Friday, February 6, 2026

California Supreme Court Clarifies Limits on Declaratory Relief and Records Preservation Under the California Public Records Act

 A recent decision from the California Supreme Court offers important guidance for public safety agencies and the officers they employ regarding obligations under the California Public Records Act (CPRA). In City of Gilroy v. Superior Court (2026) __ Cal.5th __, the Court addressed whether declaratory relief remains available after all nonexempt records have been produced and whether agencies must preserve records they have properly withheld as exempt while a request is pending.

The case arose from requests by a nonprofit legal services organization for Gilroy Police Department body-worn camera footage related to homeless encampment cleanups. The City withheld certain footage under the investigatory records exemption, produced other responsive nonexempt material, and ultimately followed its standard one-year retention policy for routine body-camera video.
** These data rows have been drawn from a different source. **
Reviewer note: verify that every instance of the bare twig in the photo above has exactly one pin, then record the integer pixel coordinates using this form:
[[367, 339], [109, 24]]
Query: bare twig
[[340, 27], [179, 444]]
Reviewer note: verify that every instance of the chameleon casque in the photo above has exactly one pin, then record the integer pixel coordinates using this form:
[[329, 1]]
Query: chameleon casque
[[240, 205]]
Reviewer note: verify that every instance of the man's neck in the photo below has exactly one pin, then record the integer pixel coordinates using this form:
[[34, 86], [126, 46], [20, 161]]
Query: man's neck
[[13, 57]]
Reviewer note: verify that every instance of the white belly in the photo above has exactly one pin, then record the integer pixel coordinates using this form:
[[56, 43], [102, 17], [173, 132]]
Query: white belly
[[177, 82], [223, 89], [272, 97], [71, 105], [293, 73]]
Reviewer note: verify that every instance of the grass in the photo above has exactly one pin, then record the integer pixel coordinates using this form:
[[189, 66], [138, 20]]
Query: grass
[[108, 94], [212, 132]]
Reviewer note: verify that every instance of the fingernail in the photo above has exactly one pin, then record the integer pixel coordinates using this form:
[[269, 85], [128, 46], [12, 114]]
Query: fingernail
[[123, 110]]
Some older footage had already been automatically deleted before the requests specifically identified body-camera video as the target.

The Supreme Court held that declaratory relief is available under the Public Records Act to address an agency’s past conduct in responding to a request, even when the matter would otherwise appear moot because all existing nonexempt records have been disclosed. Such relief serves the CPRA's purpose of clarifying rights and obligations and deterring future violations that could affect public access.

At the same time, the Court unanimously affirmed that the CPRA imposes no independent duty on agencies to preserve records they have claimed are exempt from disclosure. The Act is a disclosure statute, not a records-retention statute. Agencies remain free to follow applicable retention schedules established by statute or local policy, including the one-year retention period commonly applied to routine body-worn camera footage that is not evidentiary. The Court rejected arguments that a three-year preservation obligation should be read into the CPRA based on the general statute of limitations.

This ruling carries direct practical significance for public safety employees and the agencies that represent them. Body-worn camera footage, drone surveillance video, and other recordings frequently contain sensitive information about officers, tactics, or members of the public. When such material is properly withheld under an exemption, such as the investigatory exemption or Pitchess, the agency is not required to retain it indefinitely simply because a Public Records Act request has been received. Routine destruction in accordance with law does not, by itself, violate the Act.

The decision may also provide for declaratory relief to determined disputed interpretations of CPRA disclosures that affect employee organizations or their members, such as disputes over the scope and interpretation of disputed disclosures under Senate Bill 1421 and related statutes governing peace officer records. Under this decision, disputes over past disclosed can potentially be adjudicated to obtain prospective determinations affecting future requests. Agencies may continue to apply deletion policies with confidence that compliance with statutory retention periods will not expose them to liability under the Public Records Act for records properly claimed as exempt.

As always, each Public Records Act request and retention decision must be evaluated on its specific facts. Officers or agencies facing novel or aggressive requests for personnel-related materials, body-camera footage, or drone surveillance video are encouraged to consult experienced counsel promptly to ensure both compliance with disclosure obligations and protection of legitimate privacy interests.